User details released for 2.5 million PlayStation and Xbox gamers

News by SC Staff

User details from a 2015 hack of Playstation and Xbox forums have recently been released providing yet another reminder to ensure you don't re-use passwords.

Gamers tend to be quite technically adept, with many hackers starting out seeking cheats for the online games they play – but in some cases, gamers become a potential vulnerability if their gaming activities lead to your most technical staff getting hacked at home – or are they more alert to the issue than most, and do they, as a result, avoid the pitfalls of password re-use?

In the wake of today's news that 2.5 million PlayStation and Xbox users globally have had their personal details leaked in what the Daily Mail newspaper describes as a major hack, companies may need to ask their IT staff, are you a gamer? The actual hack of forums 'XBOX360 ISO' and 'PSP ISO'  is reported to have taken place in September 2015 but the gamers' email addresses, account passwords and IP addresses are only now being leaked – presumably after the original thieves have exhausted their use of them. XBOX 360 forum XBOX360 ISO accounted for 1.2 million of the accounts exposed.

Gaming forums have again become a favoured target in recent months notes Javvad Malik, IT security advocate at AlienVault who points out, “Typically they have weaker security, so it is easier for attackers to gain access to the passwords. Attackers rely on the fact that most users will reuse the forum password on other sites.
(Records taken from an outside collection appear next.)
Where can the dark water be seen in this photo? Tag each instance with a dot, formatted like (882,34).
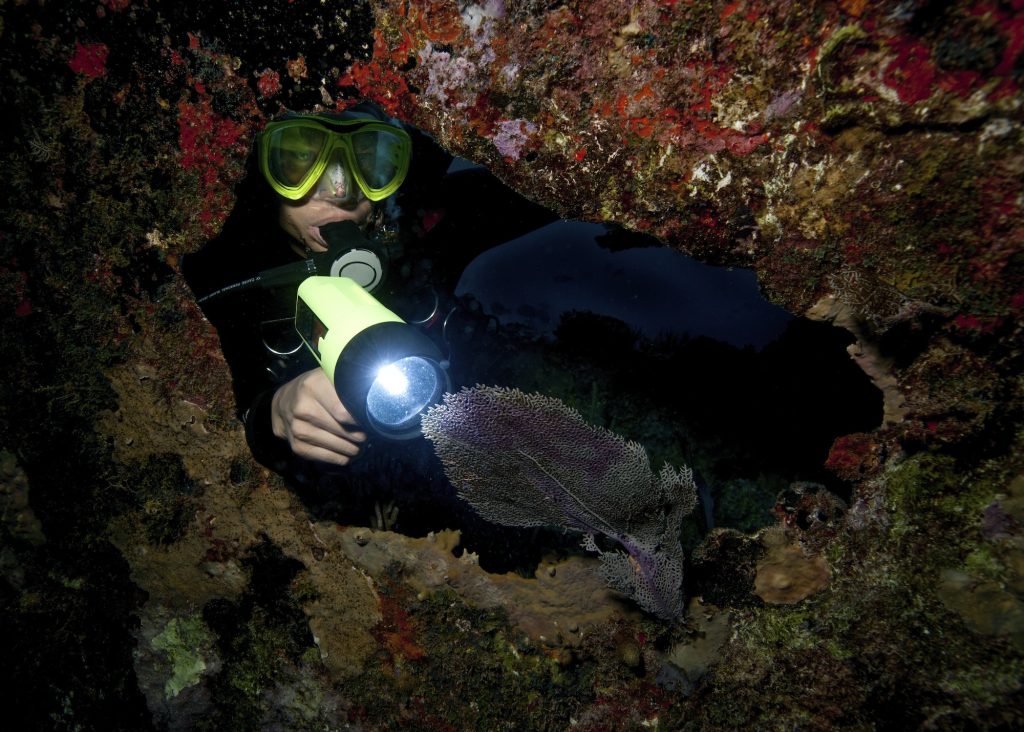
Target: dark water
(688,359)
(563,266)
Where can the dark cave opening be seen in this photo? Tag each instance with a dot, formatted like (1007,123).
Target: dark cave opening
(752,402)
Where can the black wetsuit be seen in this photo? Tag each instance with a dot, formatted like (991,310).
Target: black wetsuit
(465,212)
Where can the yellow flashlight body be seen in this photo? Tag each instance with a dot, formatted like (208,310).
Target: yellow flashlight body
(331,311)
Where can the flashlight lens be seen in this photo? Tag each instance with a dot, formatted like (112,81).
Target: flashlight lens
(402,390)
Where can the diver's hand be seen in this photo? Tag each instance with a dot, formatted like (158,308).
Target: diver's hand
(307,413)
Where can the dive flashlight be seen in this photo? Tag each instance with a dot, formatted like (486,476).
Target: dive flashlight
(386,372)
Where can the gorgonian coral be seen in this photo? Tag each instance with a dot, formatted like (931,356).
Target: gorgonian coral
(528,460)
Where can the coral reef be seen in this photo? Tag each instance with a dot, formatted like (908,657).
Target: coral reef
(863,158)
(528,460)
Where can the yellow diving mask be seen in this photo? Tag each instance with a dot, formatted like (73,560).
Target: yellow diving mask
(296,151)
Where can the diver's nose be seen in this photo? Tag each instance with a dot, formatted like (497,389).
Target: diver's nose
(337,184)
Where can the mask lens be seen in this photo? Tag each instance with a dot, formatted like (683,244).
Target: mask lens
(379,156)
(293,151)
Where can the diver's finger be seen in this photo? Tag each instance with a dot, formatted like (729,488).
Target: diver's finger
(322,455)
(326,420)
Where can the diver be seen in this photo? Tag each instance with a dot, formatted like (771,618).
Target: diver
(420,225)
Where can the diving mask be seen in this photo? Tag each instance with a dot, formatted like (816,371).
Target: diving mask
(295,153)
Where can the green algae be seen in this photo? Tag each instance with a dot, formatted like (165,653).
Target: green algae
(182,641)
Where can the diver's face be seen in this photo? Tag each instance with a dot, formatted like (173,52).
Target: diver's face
(335,198)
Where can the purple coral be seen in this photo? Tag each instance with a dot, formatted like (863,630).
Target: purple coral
(512,135)
(528,460)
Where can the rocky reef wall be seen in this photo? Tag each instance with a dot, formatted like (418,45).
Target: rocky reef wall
(863,158)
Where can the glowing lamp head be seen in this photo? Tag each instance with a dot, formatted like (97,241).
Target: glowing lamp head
(386,372)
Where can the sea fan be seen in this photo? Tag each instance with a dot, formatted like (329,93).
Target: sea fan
(529,460)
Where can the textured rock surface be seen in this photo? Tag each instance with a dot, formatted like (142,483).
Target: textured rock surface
(863,157)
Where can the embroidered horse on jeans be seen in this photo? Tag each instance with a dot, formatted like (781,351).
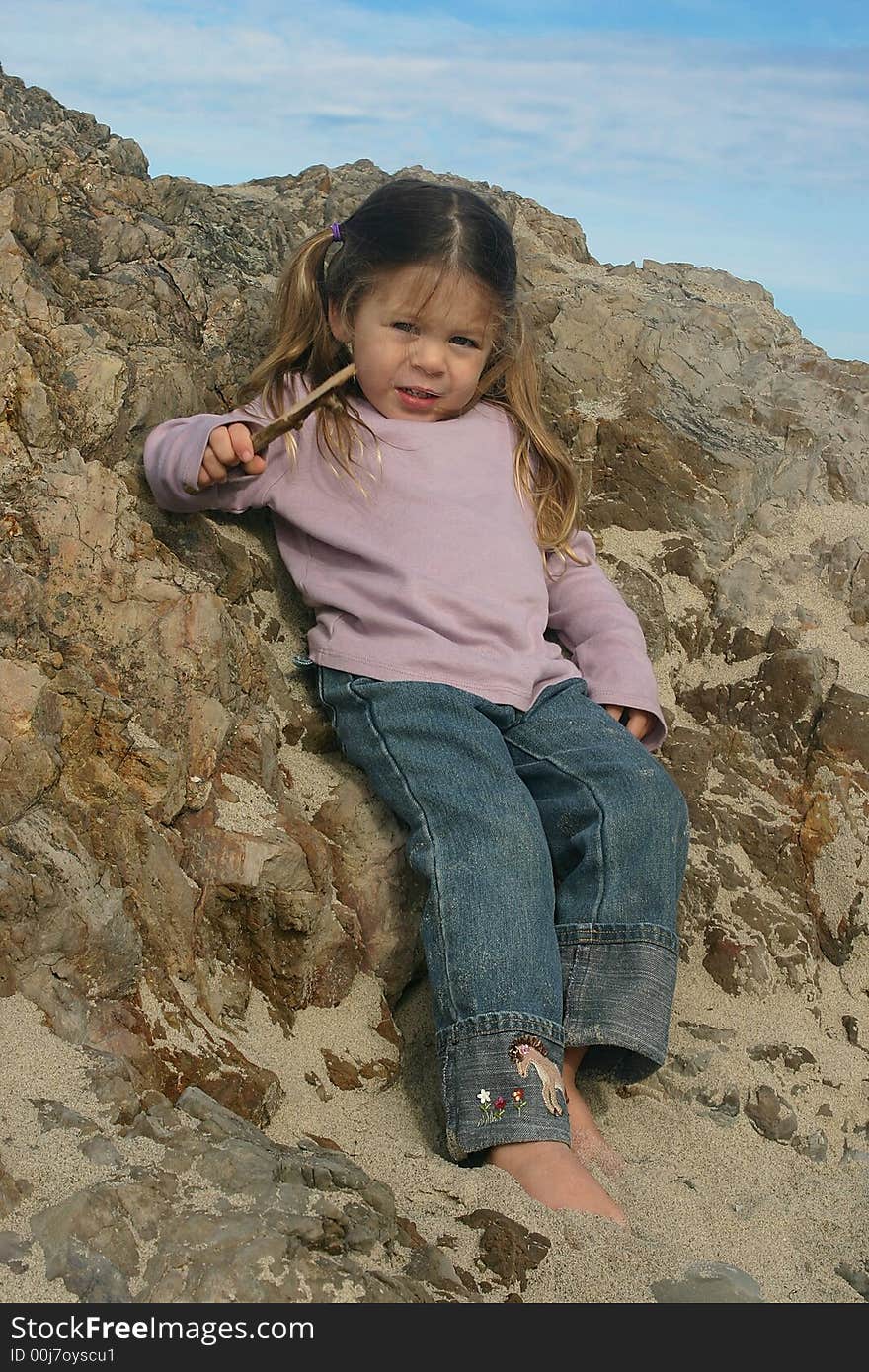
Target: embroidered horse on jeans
(528,1051)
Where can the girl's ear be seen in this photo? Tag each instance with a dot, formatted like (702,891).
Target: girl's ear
(338,327)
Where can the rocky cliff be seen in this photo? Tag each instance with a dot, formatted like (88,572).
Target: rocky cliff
(206,922)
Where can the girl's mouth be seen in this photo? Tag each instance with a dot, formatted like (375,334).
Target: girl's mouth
(416,397)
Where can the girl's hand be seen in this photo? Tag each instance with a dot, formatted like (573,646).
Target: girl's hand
(639,721)
(228,446)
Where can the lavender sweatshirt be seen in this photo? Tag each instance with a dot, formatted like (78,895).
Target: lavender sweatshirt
(436,575)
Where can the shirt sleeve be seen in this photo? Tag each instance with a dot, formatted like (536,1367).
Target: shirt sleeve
(173,456)
(602,636)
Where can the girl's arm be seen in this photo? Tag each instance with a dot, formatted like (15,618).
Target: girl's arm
(173,457)
(602,636)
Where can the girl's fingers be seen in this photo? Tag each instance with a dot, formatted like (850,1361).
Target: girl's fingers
(211,468)
(240,446)
(220,446)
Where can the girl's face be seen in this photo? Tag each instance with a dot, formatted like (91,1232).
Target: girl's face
(419,345)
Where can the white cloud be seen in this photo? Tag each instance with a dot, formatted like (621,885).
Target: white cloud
(254,85)
(697,150)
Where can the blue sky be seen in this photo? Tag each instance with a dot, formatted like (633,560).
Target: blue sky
(731,134)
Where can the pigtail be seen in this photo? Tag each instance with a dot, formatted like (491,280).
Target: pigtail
(301,337)
(302,342)
(542,470)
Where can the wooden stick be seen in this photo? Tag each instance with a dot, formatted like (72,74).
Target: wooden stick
(295,416)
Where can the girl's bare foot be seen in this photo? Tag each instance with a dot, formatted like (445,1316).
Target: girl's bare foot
(585,1138)
(551,1172)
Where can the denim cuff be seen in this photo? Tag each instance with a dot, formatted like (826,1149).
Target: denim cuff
(503,1083)
(619,982)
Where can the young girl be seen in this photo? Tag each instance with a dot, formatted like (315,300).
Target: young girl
(430,517)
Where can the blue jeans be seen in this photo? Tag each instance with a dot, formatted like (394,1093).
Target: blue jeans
(553,845)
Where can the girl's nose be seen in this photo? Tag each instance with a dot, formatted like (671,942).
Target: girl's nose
(428,354)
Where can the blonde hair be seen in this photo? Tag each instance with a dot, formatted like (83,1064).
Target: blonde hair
(409,221)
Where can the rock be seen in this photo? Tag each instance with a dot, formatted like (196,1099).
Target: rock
(710,1283)
(507,1248)
(813,1144)
(14,1252)
(791,1058)
(858,1277)
(250,1220)
(770,1115)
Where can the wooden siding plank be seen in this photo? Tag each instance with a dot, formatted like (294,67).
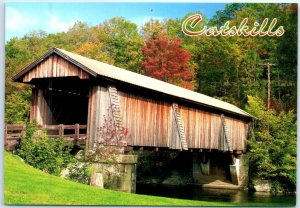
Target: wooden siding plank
(55,66)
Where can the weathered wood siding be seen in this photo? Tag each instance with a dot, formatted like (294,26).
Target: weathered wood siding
(148,120)
(55,66)
(98,107)
(151,122)
(40,110)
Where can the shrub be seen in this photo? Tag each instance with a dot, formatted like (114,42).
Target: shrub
(273,151)
(47,154)
(80,172)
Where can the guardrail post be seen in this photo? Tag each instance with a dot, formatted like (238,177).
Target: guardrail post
(5,134)
(76,131)
(61,130)
(24,131)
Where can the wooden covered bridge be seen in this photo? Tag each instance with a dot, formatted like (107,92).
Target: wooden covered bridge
(71,89)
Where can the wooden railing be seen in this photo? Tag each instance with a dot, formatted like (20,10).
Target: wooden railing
(70,132)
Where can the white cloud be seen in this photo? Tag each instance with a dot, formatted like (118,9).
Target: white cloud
(16,21)
(141,21)
(57,25)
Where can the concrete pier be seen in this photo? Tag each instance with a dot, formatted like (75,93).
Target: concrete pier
(119,175)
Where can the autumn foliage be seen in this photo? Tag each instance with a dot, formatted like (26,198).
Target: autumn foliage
(166,60)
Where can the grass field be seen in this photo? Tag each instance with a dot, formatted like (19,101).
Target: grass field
(25,185)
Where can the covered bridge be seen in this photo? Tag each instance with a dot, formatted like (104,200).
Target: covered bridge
(69,89)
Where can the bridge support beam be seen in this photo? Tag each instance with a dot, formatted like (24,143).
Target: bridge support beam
(239,171)
(201,166)
(119,175)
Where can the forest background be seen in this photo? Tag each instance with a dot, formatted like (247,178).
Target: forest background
(230,68)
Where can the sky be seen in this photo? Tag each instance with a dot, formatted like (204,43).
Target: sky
(22,18)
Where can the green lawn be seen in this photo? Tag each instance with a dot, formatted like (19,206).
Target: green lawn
(26,185)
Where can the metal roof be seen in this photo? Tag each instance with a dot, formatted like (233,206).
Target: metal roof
(96,67)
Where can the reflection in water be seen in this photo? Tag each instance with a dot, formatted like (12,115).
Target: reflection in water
(221,195)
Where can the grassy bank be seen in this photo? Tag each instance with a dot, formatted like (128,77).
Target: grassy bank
(25,185)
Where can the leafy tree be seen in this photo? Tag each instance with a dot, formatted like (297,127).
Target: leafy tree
(47,154)
(164,59)
(124,43)
(273,151)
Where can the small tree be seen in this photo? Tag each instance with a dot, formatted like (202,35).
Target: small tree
(40,151)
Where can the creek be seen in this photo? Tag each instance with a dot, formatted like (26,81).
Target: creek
(213,195)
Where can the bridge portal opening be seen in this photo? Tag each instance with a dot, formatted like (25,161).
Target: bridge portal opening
(60,101)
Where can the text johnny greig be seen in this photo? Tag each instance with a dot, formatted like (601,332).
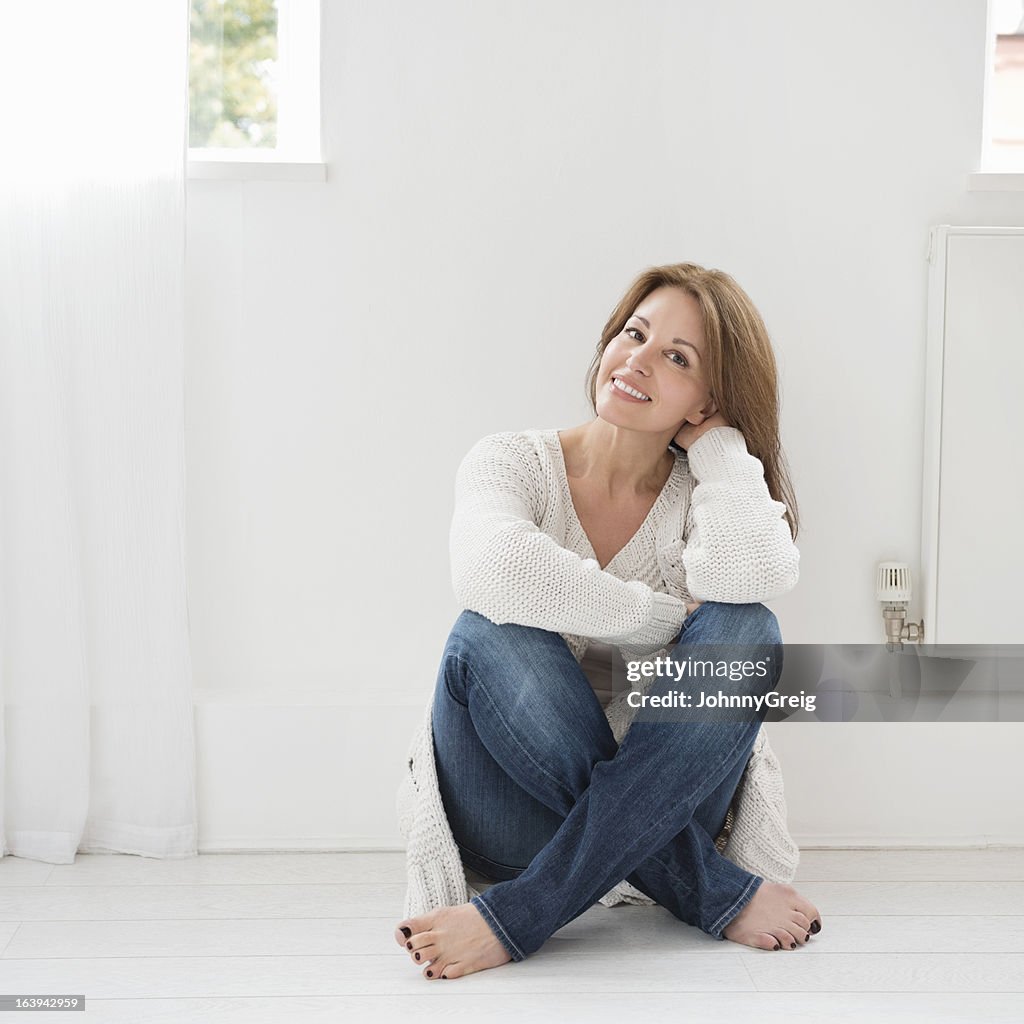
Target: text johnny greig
(708,671)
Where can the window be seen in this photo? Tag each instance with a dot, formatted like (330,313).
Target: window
(254,88)
(1004,143)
“While user education into the dangers of choosing easily-guessed, or re-using passwords should continue, companies need to evaluate all their digital assets equally from a security perspective. There is no such thing as a ‘low priority' public sit wherever a user account resides.

“Secondly, these attacks highlight the importance of effective security monitoring controls that can help detect threats underway in a timely manner. In this day and age, discovering a breach over a year after the attack is an eternity.”

Jonathan Sander, VP of Product Strategy at Lieberman Software adds, in comments emailed to SC, “Xbox and PSP users are going to be a pretty tech savvy bunch with accounts for many different services. As breach after breach has shown that using the same username and password for multiple sites is a bad idea, you would have to imagine this group would have gotten that message by now. When you see a dump of passwords hit a much less techie site, you can be sure that huge numbers of the victims are going to have to go around changing their credentials on the many sites where they foolishly used the same details over and over. If the Xbox and PSP crew haven't learned that they can't use the same email and password on every service by now, then likely it is game over for their personal data.”

Mark James, IT Security Specialist at ESET concurs, warning, “Hacks like these are quite common where data has been stolen and the victims are only finding out months or even years later. Scams and phishing attacks will try and use the valuable data to entice even more information from the unsuspecting user; that info is tested, stored and often will be used for identity theft purposes. Quite often people using seemingly low security websites don't enforce good password security because it's not a financial target, but all data has a value and will be reused for other purposes. Every website should be treated as unique and require different passwords with a mix of usernames if possible.”

Links to free downloads of games are provided by the ISO forums for Xbox and Playstation consoles, though in some cases this may be copyrighted material which would be illegal to download without a licence.

Robert Capps, VP of business development at NuData Security, adds that consumers need to be wary of who they provide their information to, online, commenting, "While this site is mostly used to distribute pirated copies of games, DVD's and BluRays, consumers who use the forums need to make sure that they are vigilant. Keep alert to any phishing scams that may appear in email as a result of this hack, changing passwords on any site where the passwords or usernames used on these sites are used. This data is likely to be sold on the Dark Web and used for future cyber-crime. It's a good reminder to choose unique passwords on all sites that require registration.”